One of the most discussed and argued about points in the world of weight training, muscle-building and fat loss is carbohydrates. Some say they make you fat, some say they aren’t necessary at all. Others love them and a feel they are absolutely necessary. Regardless of your opinion, if you want to get the most out of your training with regards to intensity and performance, carbohydrates will be needed.
Carbohydrates are your body’s preferred fuel source in the cases of weight training and sprints/intervals or circuit training. There are many approaches to carbohydrates in the diet with regards to athletes, but this article is dealing strictly with pre-workout nutrition. It is possible to fuel yourself for training with carbs, and still follow a relatively low carb diet.
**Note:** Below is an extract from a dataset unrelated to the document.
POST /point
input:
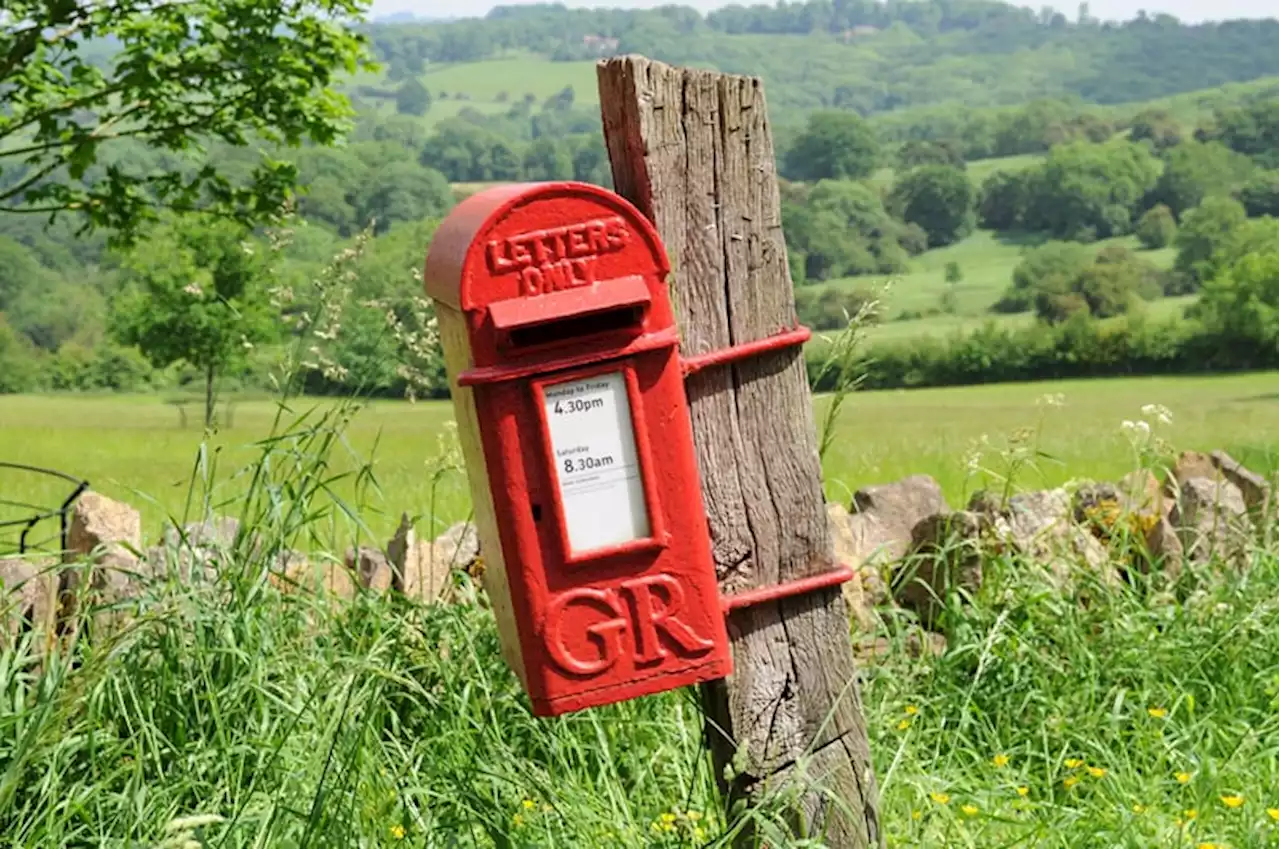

To achieve this you want every gram of carbohydrate you consume to be utilized as an immediate fuel source or to restore glycogen levels. none of it should be stored as fat. Don’t eat more carbs than you need, and don’t worry about spreading them evenly throughout the day. You can eat the majority of your carbs around your workout.
Consume your pre training meal roughly one hour before lifting. The reason you want to try to time it is so you can begin training without a lot of food in your stomach. If you’re training hard enough, anything in your stomach may be coming back up, but to deal specifically with carbs, 20 to 40 grams is a good place to start.
Moving on to protein, research has indicated that users of whey protein prior to training will elicit better results than those using other protein sources, or none at all. This is most likely due to the anti-catabolic and anabolic signaling effects of the BCAA’s present in whey protein—particularly leucine. Whey has a considerably higher concentration of BCAA’s than other proteins.
Studies have also shown that pre-workout protein intake will increase resting energy expenditure by an average of six percent for up to 48 hours, post training. Pre-workout protein will also blunt cortisol release through the day, an effect that wasn’t seen in control groups that were fasted or had ingested carbs only.
Protein and amino acids also spare carbs. People often assume that when the body runs out of carbohydrate fuel, it switches to fatty acids for fuel. That process is typically too slow for high-intensity training. To provide fuel more quickly, amino acids are rapidly broken down and converted to sugar in a process known as gluconeogenesis. If those amino acids aren’t in the blood supply, then they are coming directly from your muscles. For those who are dieting, some extra amino acids in our bloodstream may help preserve precious lean mass.
For those that may have reservations about consuming protein pre-workout, especially those who are dieting, use 10 to 15 grams of BCAA’s instead. This should provide similar effects and elevate net protein synthesis. Pre-workout BCAA’s may even help low carb dieters burn more fat.
The body has three primary methods for manufacturing its ideal energy source, adenosine tri phosphate, or ATP. Which method your body uses depends on the intensity of the activity. For the most intense activities like weightlifting, the body uses creatine phosphates to produce energy.
Creatine supplementation of two to five grams per day will provide greater stores to call on when training, enabling you to train more intensely. In short, creatine can help you train heavier for more reps; it also draws water into the muscles, making you appear bigger.
The timing on the creatine is not critical. You can use it before or after your workout, or anytime throughout the day. If you’ve been using creating for a while, tow to five grams once per day will be effective. If you just started taking creatine, you can load your muscles with 20 to 30 grams of creatine per day for four or five days.
Creatine helps provide energy to complete each and every muscular contraction, and because of this, it can be beneficial to include this supplement in your nutritional protocol.
Another pre workout supplement to consider is beta alanine. Beta alanine helps to conserve muscular energy. Allow me to explain how.
One of the main causes of fatigue is intramuscular acidosis. When your body produces ATP using the glycolytic and phosphagen systems, the result is metabolic byproducts like excess hydrogen ions. When these hydrogen ions are not cleared fast enough, they bind with pyruvate to produce lactic acid, and elevated levels have been shown to hinder performance, coordination, and skill.
The body can use L-cornosine to correct this imbalance. L-carnosine is formed from the amino acids L-histidine and beta-alanine. In addition to decreasing hydrogen ion production, it acts as an antioxidants. The limiting factor in carnosine production is the availability of beta-alanine. Research has demonstrated that supplementation can increase muscle carnosine content, eliciting improvements in high-intensity athletes.
This also applies to endurance athletes. The most recent research indicates that the optimal dose of beta-alanine is four to five grams. Ideally, the dosage should be spread throughout the day, but one gram should come just before a training session.